Iswandi Imran
dan Dradjat
Hoedajanto
Fakultas Teknik Sipil dan Lingkungan, Institut Teknologi Bandung
Li
Bing dan Kimreth Meas
LIEN Institute for
Environment, Nanyang Technological University, Singapore
1 PENDAHULUAN
Indonesia merupakan
negara yang berada di daerah pertemuan tiga pelat/lempeng tektonik bumi, yaitu
lempeng Samudra Hindia (Indo Australia), Eurasia dan Pasifik. Oleh karena itu,
daerah-daerah di Indonesia pada umumnya rawan terhadap gempa (BSN,
2002). Dalam beberapa kejadian gempa di Indonesia
beberapa tahun belakangan ini, bangunan sederhana seperti rumah atau bangunan
bertingkat rendah lainnya yang terbuat dari struktur beton bertulang, banyak
yang mengalami kerusakan. Kerusakan-kerusakan tersebut pada umumnya disebabkan oleh faktor desain dan pelaksanaan yang memang
kurang memadai. Berdasarkan pengamatan di lapangan, banyak dijumpai detailing
penulangan yang ternyata kurang memenuhi persyaratan minimum untuk bangunan
tahan gempa
(Imran et al. 2005 dan 2006).
Pada bangunan rumah
atau bangunan bertingkat rendah lainnya, kondisi ini dapat dilihat pada ketiga
hal berikut. Pertama, ukuran kolom (atau balok) pada bangunan rendah pada
umumnya kecil, sehingga tidak dapat memobilisasi secara maksimum tegangan
lekatan yang memadai untuk menahan gaya tarik/tekan baja tulangan lentur elemen
balok (atau kolom) yang diangkur di situ. Akibatnya, tulangan lentur balok (atau
kolom) akan mengalami slip yang signifikan dan tidak akan dapat mencapai
kapasitas tarik/tekan maksimumnya. Kedua, jenis baja tulangan yang digunakan
pada bangunan rumah atau bangunan bertingkat rendah lainnya umumnya berupa baja
tulangan polos. Ketiga,
bentuk pengangkuran tulangan lentur balok (atau kolom) yang pada umumnya di tanam didalam kolom bawah (atau balok), dengan panjang penanaman 40xD. Sebagai ilustrasi, untuk bangunan rumah, ukuran kolom yang sering digunakan adalah 100 mm x 100 mm atau 150 mm x 150 mm. Bila elemen balok ditulangi dengan tulangan D10, maka ukuran join balok-kolom yang dasarnya sama dengan ukuran kolom tersebut tidak akan memadai untuk mentransfer tegangan lekatan ke daerah join. Hal ini disebabkan karena berdasarkan SNI 03-2847-02, untuk mendapatkan mekanisme transfer geser yang memadai, panjang penanaman tulangan balok didaerah join haruslah minimum sebesar 20xD (dimana D adalah diameter tulangan lentur balok yang ditanam). Dalam hal ini (bila D= 10 mm), ukuran join yang dianggap memadai haruslah minimum 200 mm. Selain ukuran geometri join yang tidak memadai, penggunaan baja tulangan polos sebagai tulangan utama balok dan kolom juga dapat mengarah pada kegagalan bond slip di daerah join pada level beban lateral yang rendah.

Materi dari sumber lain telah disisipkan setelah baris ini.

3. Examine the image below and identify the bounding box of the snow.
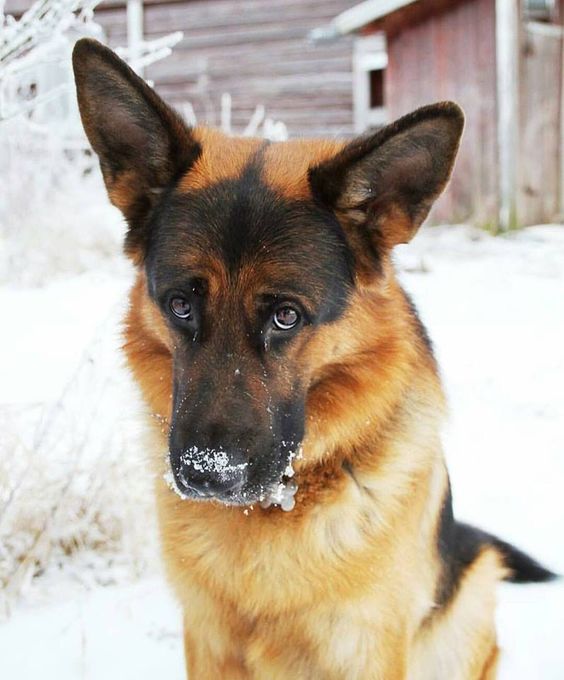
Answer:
[0,226,564,680]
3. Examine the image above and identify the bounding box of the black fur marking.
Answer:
[435,482,557,606]
[147,153,354,323]
[402,288,435,359]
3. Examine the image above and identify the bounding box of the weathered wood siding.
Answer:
[92,0,355,136]
[386,0,498,224]
[517,22,564,224]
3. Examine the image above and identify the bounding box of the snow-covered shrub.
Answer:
[0,0,287,615]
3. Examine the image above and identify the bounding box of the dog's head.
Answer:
[73,40,463,504]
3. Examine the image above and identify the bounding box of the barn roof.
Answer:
[311,0,419,40]
[310,0,472,41]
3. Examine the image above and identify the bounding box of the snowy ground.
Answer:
[0,227,564,680]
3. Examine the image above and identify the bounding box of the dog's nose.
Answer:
[171,446,247,498]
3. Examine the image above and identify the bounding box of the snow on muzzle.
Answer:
[170,446,248,498]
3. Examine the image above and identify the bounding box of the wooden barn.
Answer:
[5,0,358,136]
[314,0,564,229]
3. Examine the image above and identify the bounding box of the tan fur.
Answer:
[122,130,502,680]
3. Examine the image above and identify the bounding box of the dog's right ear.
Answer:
[72,38,201,262]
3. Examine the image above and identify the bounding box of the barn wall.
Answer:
[92,0,356,136]
[386,0,498,225]
[517,22,564,224]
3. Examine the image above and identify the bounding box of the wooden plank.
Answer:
[495,0,520,231]
[518,22,563,224]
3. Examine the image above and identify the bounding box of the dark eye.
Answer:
[168,295,192,319]
[272,305,300,331]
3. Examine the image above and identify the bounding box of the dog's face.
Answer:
[74,41,462,504]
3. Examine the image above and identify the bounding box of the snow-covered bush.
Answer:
[0,0,287,615]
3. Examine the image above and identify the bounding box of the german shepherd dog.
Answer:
[73,40,553,680]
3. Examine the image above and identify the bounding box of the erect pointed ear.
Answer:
[72,39,200,260]
[310,102,464,251]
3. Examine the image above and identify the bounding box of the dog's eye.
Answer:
[272,305,300,331]
[168,295,192,319]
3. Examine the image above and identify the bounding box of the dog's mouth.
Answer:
[164,450,301,512]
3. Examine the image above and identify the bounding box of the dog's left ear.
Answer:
[310,102,464,252]
[73,38,201,262]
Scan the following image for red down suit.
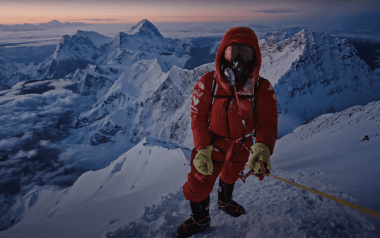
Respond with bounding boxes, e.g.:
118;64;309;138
182;27;278;202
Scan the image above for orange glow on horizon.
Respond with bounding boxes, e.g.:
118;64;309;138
0;3;282;25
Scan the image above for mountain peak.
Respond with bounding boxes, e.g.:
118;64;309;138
128;19;163;38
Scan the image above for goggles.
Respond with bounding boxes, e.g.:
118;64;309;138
224;44;255;62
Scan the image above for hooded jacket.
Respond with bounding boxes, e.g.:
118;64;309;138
190;27;278;154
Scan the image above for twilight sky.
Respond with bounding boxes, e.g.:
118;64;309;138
0;0;380;24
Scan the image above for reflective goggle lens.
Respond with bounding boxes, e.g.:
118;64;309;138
224;44;254;61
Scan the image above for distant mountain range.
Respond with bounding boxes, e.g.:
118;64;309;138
0;20;86;31
0;20;380;232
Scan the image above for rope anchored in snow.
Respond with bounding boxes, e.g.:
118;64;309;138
240;162;380;219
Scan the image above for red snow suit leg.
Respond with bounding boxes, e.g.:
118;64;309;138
182;139;250;202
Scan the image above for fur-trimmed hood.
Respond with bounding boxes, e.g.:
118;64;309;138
215;27;261;95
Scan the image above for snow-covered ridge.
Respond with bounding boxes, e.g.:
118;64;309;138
0;101;380;238
260;30;380;136
0;137;190;237
0;20;191;87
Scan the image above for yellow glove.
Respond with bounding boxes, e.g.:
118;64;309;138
248;143;271;174
193;145;213;175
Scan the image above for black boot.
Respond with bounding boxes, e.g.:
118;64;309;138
177;196;211;238
217;178;245;217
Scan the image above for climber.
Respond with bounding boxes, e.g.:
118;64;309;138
177;27;278;237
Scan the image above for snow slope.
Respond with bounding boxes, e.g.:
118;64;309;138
260;30;380;136
0;101;380;238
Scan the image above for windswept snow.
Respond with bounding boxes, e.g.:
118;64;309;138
0;101;380;238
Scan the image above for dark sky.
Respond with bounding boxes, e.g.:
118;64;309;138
0;0;380;24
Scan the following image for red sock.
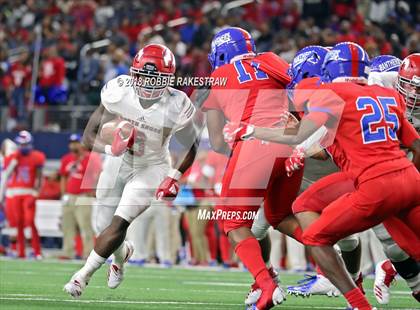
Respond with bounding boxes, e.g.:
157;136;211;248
344;287;372;310
31;224;41;256
315;265;325;277
293;226;303;243
235;237;271;282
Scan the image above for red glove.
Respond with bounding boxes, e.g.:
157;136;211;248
105;127;137;156
284;148;305;177
155;169;182;201
223;122;254;143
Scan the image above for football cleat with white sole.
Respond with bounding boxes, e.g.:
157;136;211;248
108;241;134;289
245;267;280;306
373;259;397;305
287;274;340;297
63;273;88;299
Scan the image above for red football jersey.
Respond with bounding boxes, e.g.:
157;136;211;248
5;150;45;188
60;152;102;195
203;52;290;127
305;83;412;183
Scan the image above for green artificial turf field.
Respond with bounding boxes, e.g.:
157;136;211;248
0;259;420;310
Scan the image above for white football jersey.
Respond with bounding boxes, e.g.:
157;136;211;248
101;75;195;167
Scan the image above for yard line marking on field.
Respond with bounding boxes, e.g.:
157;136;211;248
0;295;413;310
182;281;250;287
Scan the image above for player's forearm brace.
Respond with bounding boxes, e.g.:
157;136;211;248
296;126;327;156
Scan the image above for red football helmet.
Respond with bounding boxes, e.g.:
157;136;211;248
397;53;420;116
130;44;175;100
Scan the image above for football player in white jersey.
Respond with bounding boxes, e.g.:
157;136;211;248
64;44;199;298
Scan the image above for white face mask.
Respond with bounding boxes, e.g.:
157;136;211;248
130;68;174;100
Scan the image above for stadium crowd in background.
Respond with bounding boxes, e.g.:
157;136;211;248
0;0;420;130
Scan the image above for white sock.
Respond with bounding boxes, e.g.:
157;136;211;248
79;250;106;281
112;241;127;268
405;274;420;292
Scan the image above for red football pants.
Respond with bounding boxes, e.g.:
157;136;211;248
6;195;41;257
221;140;303;234
303;167;420;252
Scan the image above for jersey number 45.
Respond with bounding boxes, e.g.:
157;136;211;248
356;97;400;144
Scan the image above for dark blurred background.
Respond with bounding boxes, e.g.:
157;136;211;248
0;0;420;132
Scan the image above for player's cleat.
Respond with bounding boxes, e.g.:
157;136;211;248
373;259;397;305
63;272;88;299
354;273;366;295
246;279;286;310
245;267;280;305
287;275;340;297
108;241;134;289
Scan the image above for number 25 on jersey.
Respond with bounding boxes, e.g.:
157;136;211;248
356;97;400;144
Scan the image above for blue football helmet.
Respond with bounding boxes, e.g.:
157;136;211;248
287;45;328;88
370;55;402;72
322;42;370;83
208;27;256;71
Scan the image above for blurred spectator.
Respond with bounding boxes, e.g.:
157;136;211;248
38;171;61;200
60;134;102;258
77;49;102;104
104;48;129;82
37;46;66;104
0;131;45;259
10;51;32;121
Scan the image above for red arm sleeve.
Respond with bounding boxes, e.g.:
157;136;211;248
398;118;420;147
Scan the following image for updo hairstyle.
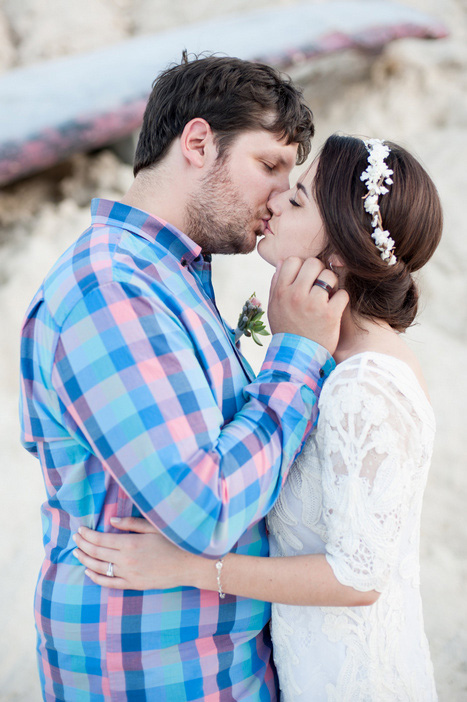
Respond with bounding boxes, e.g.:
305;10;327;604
313;135;443;331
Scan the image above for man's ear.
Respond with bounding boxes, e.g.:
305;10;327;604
180;117;217;168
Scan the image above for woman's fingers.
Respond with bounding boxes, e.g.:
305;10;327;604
73;548;113;575
73;527;122;563
110;517;160;534
84;570;127;590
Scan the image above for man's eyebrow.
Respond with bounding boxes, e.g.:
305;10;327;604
295;181;310;200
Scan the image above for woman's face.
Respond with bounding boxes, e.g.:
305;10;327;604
258;161;326;266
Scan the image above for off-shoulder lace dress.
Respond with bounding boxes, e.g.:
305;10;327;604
268;352;437;702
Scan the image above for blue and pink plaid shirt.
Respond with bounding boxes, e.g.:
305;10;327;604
21;200;334;702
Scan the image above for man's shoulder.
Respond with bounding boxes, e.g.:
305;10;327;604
29;223;185;329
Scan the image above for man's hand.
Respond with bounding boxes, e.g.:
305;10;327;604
268;257;349;354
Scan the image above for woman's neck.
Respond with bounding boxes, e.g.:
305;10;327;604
334;308;405;363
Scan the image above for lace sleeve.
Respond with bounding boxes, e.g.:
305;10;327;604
318;373;419;591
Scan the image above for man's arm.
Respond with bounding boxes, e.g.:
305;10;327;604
53;262;348;556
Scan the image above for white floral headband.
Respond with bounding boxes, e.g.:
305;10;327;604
360;139;397;266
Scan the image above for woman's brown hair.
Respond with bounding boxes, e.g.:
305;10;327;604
313;135;443;331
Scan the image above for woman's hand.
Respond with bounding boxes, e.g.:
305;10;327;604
73;517;197;590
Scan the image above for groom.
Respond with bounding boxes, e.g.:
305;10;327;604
21;57;346;702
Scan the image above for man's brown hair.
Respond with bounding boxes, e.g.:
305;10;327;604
134;55;314;176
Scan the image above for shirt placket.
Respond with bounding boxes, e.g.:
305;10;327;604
191;254;255;383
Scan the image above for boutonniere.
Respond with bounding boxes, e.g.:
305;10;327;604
235;293;269;346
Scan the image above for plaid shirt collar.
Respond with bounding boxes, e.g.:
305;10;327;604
91;198;202;265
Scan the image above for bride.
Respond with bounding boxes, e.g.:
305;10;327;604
76;135;442;702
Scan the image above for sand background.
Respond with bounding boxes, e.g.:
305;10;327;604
0;0;467;702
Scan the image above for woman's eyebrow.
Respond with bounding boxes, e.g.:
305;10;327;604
295;181;310;200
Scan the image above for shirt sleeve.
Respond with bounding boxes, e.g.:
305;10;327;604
52;282;333;556
318;368;418;592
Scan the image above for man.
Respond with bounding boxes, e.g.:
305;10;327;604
22;57;346;702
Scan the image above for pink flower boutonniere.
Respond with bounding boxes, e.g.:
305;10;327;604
235;293;269;346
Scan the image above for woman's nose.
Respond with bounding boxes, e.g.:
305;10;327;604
266;194;281;217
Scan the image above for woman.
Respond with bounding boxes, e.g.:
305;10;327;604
77;135;442;702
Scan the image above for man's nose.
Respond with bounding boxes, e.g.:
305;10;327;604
269;173;290;199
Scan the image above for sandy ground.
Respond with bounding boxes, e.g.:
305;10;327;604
0;0;467;702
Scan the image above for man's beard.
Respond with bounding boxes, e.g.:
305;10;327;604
185;161;262;254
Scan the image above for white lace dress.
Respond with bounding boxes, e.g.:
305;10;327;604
268;352;437;702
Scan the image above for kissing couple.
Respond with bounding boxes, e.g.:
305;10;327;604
21;57;442;702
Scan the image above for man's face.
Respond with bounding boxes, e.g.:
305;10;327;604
186;129;297;254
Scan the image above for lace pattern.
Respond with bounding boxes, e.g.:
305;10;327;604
268;353;437;702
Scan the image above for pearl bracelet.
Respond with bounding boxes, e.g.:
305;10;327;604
216;558;225;600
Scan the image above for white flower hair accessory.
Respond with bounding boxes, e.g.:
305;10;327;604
360;139;397;266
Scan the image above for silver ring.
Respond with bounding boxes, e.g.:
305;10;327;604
312;278;332;295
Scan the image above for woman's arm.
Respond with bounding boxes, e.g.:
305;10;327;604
75;517;379;607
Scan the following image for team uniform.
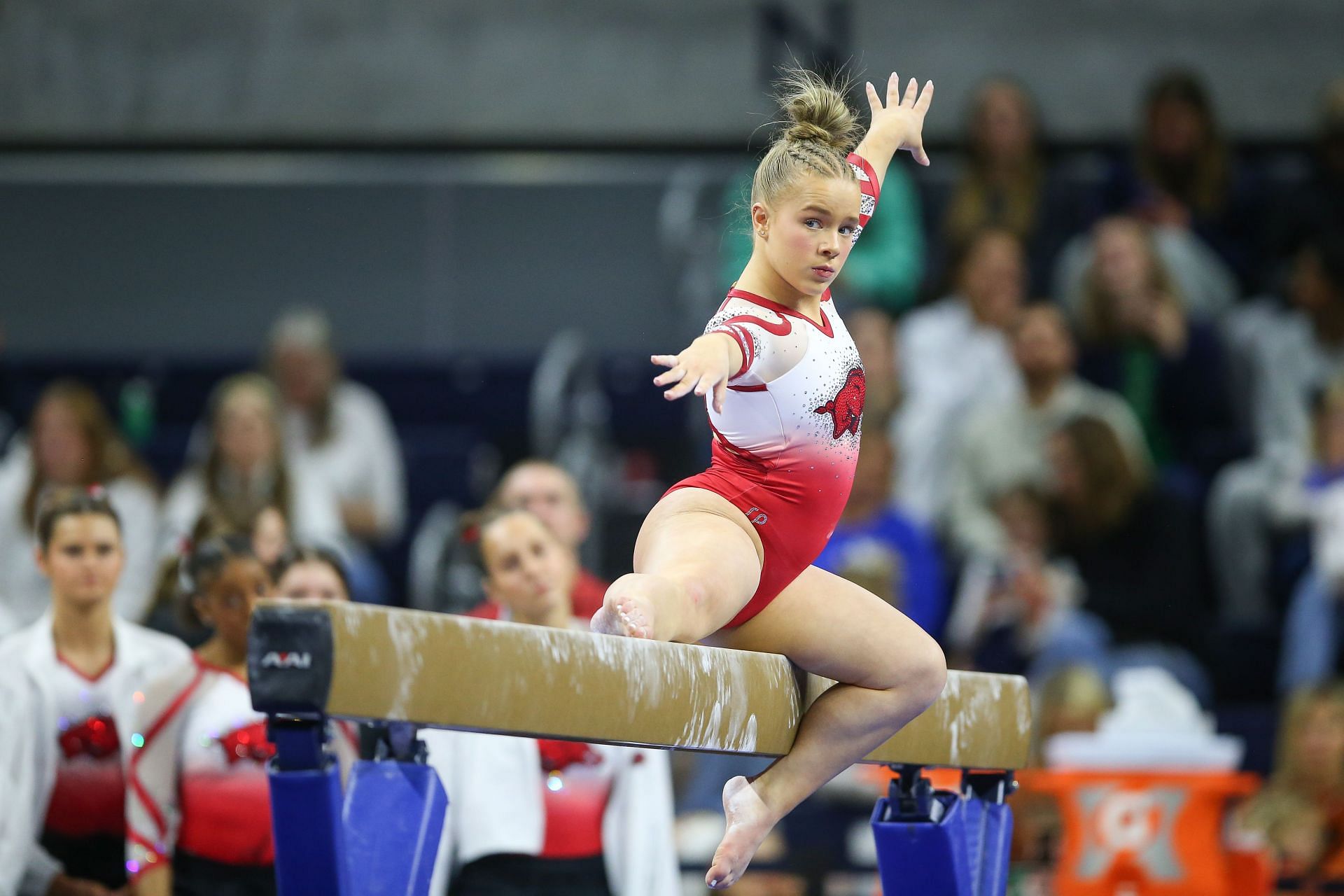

Makalah ini menyajikan hasil kajian
analitis dan eksperimental terhadap bentuk-bentuk detailing yang umum dijumpai pada
bangunan beton bertulang sederhana. Pada kajian eksperimental, dilakukan
pengujian 4 buah benda uji join balok kolom eksterior skala penuh. Parameter
uji yang dipilih adalah jenis baja tulangan balok (yaitu polos atau ulir) dan
bentuk penanaman tulangan lentur balok (kedalam stub beam atau kedalam
kolom bawah).
2 KETENTUAN DETAILING DAERAH JOIN BERDASARKAN GUIDELINE
DPU (CONFINED
MASONRY) DAN SNI 03-2847-02 (SISTEM
PORTAL)
Gambar 1
berikut ini memperlihatkan bentuk tipikal detailing balok-kolom berdasarkan Guideline DPU untuk bangunan beton
bertulang sederhana dimana portal beton berfungsi sebagai elemen pengaku
dinding (confined masonry).
Ada beberapa catatan yang
perlu disampaikan terkait dengan detailing tersebut bilamana sistem portal
bangunan dianggap berdiri sendiri sebagai sistem struktur penahan beban gempa
(dan bukan sebagai bagian dari sistem confined
masonry), yaitu:
- Penggunaan
tulangan polos untuk tulangan utama balok dan kolom.
Penggunaan tulangan polos sebagai baja tulangan elemen struktur dapat
memberi dampak yang negatif terhadap kinerja plastifikasi yang dihasilkan.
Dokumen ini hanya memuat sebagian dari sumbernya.